The government will soon charge the Productivity Commission with delivering a draft report on the car industry, according to a report in The Australian.
This report, which must be delivered by Christmas, would inform its rescue plans for General Motors Holden, which South Australian Premier Jay Weatherill says requires Federal commitment to a $275 million rescue package before the end of the year to keep production going in Australia.
But a leading economist is questioning why the government would go to a body historically opposed to industry assistance to advise it on an industry reliant on such assistance.
For example, the head of the Productivity Commission – a body funded by but independent from the government – in March last year said government hand-outs to the manufacturing sector didn’t help protect or create jobs.
When informed by SmartCompany that the government plans to go to the Productivity Commission for a report, University of Sydney senior research fellow Phillip Toner said it was “a bit odd”.
“The Productivity Commission has been fairly hostile all along to industry assistance. I just hope it’s not a cover for removing assistance.” Toner supports government assistance to the automotive industry because, he says, it allows Australia to maintain the diverse manufacturing base necessary for future innovation.
There are other government departments the government could have gone to, he added.
“There’s the industry department itself, that actually manages the program, for example. They’ve got expertise in the area, and it’s the obvious place to go if you wanted to review or amend the program.

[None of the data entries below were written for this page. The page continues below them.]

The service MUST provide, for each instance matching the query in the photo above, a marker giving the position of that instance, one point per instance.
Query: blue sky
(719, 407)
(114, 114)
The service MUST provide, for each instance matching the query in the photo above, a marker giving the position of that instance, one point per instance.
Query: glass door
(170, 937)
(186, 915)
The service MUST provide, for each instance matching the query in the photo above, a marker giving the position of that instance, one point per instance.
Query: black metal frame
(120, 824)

“So why doesn’t the Industries Minister rely on advice from his own department?”
Richard Reilly, chief executive of the Federation of Automotive Products Manufacturers, told SmartCompany it was the industry’s responsibility to make its case on its own importance.

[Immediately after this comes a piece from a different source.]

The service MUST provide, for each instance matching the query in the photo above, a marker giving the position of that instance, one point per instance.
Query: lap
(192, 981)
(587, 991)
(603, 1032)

“The issue with the new government is that we’ve been liaising for a long time with the shadow minister, Sophie Mirabella.
“Now, with her losing her seat, we’re trying to liaise with [newly appointed] Industries Minister Ian Macfarlane for the first time. We’ve written to him asking for a meeting to discuss the industry, and the component sector within it. But it’s early days yet.”
The report by the Productivity Commission on the car industry was one of two election commitments the Coalition made on the sector before the election. The other was to withdraw $500 million from the Automotive Transformation Scheme.
Speaking to The Australian, Minister Macfarlane signalled a pragmatic approach to the issue.
He is flying to Adelaide in two weeks for talks with GM Holden and its unions, and will visit Toyota and Ford facilities in Melbourne soon after.
“It’s all part of the balance,” he told the newspaper. “If we take a cold economic rational position on the car industry, there is no point in me going to Adelaide.”